UO Architecture focuses on Energy Conservation


Subhead: As UO Architecture students continue to emphasize their focus on sustainability, they think about their future careers and why it is important to stay motivated during the process of getting their degrees.

By: Maygan Beckers

EUGENE, Ore.-Imagine cutting out strips of paper and gluing them down to create a lighting model structure by Alvar Aalto to test for prismatic lighting, which are big triangular apertures that let light in through the ceiling.

Three fourth year architecture students spent part of their Thursday doing just that.

Students and faculty said that energy efficient design is one of UO’s most innovative contributions to architecture.

“There’s a lot of innovative programs going on here,” UO Associate Professor, Esther Hagenlocher said. “The focus on sustainability is the best at the University of Oregon.”

Kelly Mabry, Chelsea Oda, and Anna Galloway are planning on testing their model on Tuesday to calculate the latitude and longitude of the building’s location.

“We can possibly test it at the latitude Eugene is and see how effective it would be here,” Mabry said.

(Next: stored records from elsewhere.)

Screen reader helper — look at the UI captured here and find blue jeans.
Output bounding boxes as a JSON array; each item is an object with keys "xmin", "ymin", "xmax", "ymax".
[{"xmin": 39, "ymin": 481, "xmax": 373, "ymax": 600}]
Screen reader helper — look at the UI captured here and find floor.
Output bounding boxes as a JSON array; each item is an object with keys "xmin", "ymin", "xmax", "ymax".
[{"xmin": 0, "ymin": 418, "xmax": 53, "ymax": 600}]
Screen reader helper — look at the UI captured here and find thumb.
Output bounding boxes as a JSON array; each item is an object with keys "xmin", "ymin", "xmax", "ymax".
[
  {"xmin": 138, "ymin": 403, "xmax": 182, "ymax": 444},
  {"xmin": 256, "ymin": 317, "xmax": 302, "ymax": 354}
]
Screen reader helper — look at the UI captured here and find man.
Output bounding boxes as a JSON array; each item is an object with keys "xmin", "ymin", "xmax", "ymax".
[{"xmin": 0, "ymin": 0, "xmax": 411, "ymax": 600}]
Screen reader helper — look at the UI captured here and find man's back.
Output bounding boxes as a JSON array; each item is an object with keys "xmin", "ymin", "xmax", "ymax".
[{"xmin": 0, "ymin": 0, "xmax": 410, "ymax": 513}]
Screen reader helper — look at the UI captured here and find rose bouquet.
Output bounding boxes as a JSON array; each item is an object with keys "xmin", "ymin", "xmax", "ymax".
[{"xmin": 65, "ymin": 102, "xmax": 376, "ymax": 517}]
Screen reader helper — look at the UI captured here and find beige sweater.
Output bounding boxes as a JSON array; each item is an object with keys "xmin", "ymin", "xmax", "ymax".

Learning to maximize energy efficiency in buildings not only comes from architecture classes, but also from The Center for the Advancement of Sustainable Living house (CASL.)

“The university purchased a house just east of campus,” Mabry said. “Students are retrofitting it so it can meet passive standards.” She said a passive house is a structure designed for minimal energy use.

According to Galloway, the architecture program is different because students work toward a professional degree rather than a Bachelor’s of Arts or Science degree.  Architecture students work towards a bachelor of architecture. Once they have earned their degree, they have two years of internship experience to fulfill.

“Then you take seven tests and you walk away with a license if you pass,” said Galloway.

With any other major, experience is crucial when looking for a career once students graduate.

Mabry is in the society of college scholars, which is a program that finds students a two month internship.

“I work for a professor and we are tracking the special and urban development in Rome right now. I’m working with documents that were published in the 1700’s and contain information from 500 A.D.,” said Mabry. “Then we’re compiling it in a computer program where we can layer satellite…and you can see how the city has changed.”

When her internship ended, she asked if she could continue working with that professor. Mabry has worked there for approximately two years now.

The three students said that there is really no right answer in the architecture program and that some class don’t receive grades because it’s subjective decisions that are being made in the process.

“We’re judged by what we show not really how we act,” said Mabry.

Mabry said that architecture students have a lot of options to choose from as far as a career goes.

Architecture students can do anything from working with theater design to designing the architectural background in video games. However, she emphasizes whether or not if she will get a job when she graduates because her job is heavily dependent on the economy.

“I would like to do anything design oriented, even if that means outside of architecture,” said Oda.

Galloway expresses how frustrating it is with the amount of time that she spends in the studio working on one project. She said, “If you want, you do it because it doesn’t change after this.”

Because things won’t change from the architecture program to whichever path Mabry chooses to follow, she said that it’s important to produce good work while she is in school so she has things to show to find a job that she is looking for.

Architecture students create a model to save energy by testing natural daylight.